How does the Board respond to a request for a policy advisory opinion?How does the Board respond to a request for a policy advisory opinion?
1.The Board accepts Meta’s request for a policy advisory opinion
When Meta sends a policy advisory opinion request to the Board, it is assigned to one of the Board's four Co-Chairs. The relevant Co-Chair drafts a memo to all Board Members summarizing the main issues raised. Based on this, Board Members vote to accept or reject Meta's request.
2.Committee develops policy options
If the Board accepts the request, the Co-Chair assigns a committee of at least five Board Members. Board Members are invited to volunteer based on expertise and interest. Any remaining vacancies are assigned randomly to Board Members who are not Co-Chairs, while also ensuring gender diversity.
After appointing a lead drafter, the committee agrees additional information to request from Meta, as well as research from the Oversight Board Administration and plans for stakeholder engagement. Once the committee has received answers to their questions from Meta, the Administration and external stakeholders, it drafts policy options for the full Board to consider.

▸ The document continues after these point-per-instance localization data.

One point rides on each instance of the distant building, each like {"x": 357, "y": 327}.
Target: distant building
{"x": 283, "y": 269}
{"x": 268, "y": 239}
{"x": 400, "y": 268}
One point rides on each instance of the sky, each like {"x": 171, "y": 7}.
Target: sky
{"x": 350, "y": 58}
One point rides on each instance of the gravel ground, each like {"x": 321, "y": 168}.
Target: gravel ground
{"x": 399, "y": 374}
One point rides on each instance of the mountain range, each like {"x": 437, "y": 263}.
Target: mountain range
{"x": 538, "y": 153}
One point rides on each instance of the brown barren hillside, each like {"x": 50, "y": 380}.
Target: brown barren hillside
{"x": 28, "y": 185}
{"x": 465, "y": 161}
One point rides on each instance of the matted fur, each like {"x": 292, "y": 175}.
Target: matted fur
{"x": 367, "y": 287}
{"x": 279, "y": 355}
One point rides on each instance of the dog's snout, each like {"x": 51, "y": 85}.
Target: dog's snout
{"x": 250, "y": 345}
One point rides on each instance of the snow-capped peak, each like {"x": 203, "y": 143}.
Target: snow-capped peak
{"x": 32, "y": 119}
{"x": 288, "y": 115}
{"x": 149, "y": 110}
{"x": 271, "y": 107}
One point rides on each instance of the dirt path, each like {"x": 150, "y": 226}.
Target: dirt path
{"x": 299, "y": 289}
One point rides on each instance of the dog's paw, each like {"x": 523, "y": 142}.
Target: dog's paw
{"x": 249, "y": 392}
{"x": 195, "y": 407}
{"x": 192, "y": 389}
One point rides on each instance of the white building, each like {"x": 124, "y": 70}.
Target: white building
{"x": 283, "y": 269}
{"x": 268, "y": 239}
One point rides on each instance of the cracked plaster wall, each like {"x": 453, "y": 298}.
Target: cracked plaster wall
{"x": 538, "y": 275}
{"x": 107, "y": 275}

3. The Board deliberates and makes recommendations
All Board Members attend deliberations to discuss these policy options. Based on these deliberations, the lead drafter prepares a policy advisory opinion which includes detailed recommendations for Meta. Board Members offer feedback on this and propose edits.
4.Policy advisory opinion is approved and published
The policy advisory opinion is circulated to all Board Members who approve or reject it by a majority. If approved, the policy advisory opinion is published on the Board's website and Meta must respond to it. If rejected, Co-Chairs discuss the reasons for this and determine how to proceed.
What nextWhat next
The Board has accepted this request for a policy advisory opinion and is collecting the necessary information, including through the call for public comments which has launched today.
In June we accepted another request for a policy advisory opinion on the sharing of private residential information. We will be publishing this opinion early next year.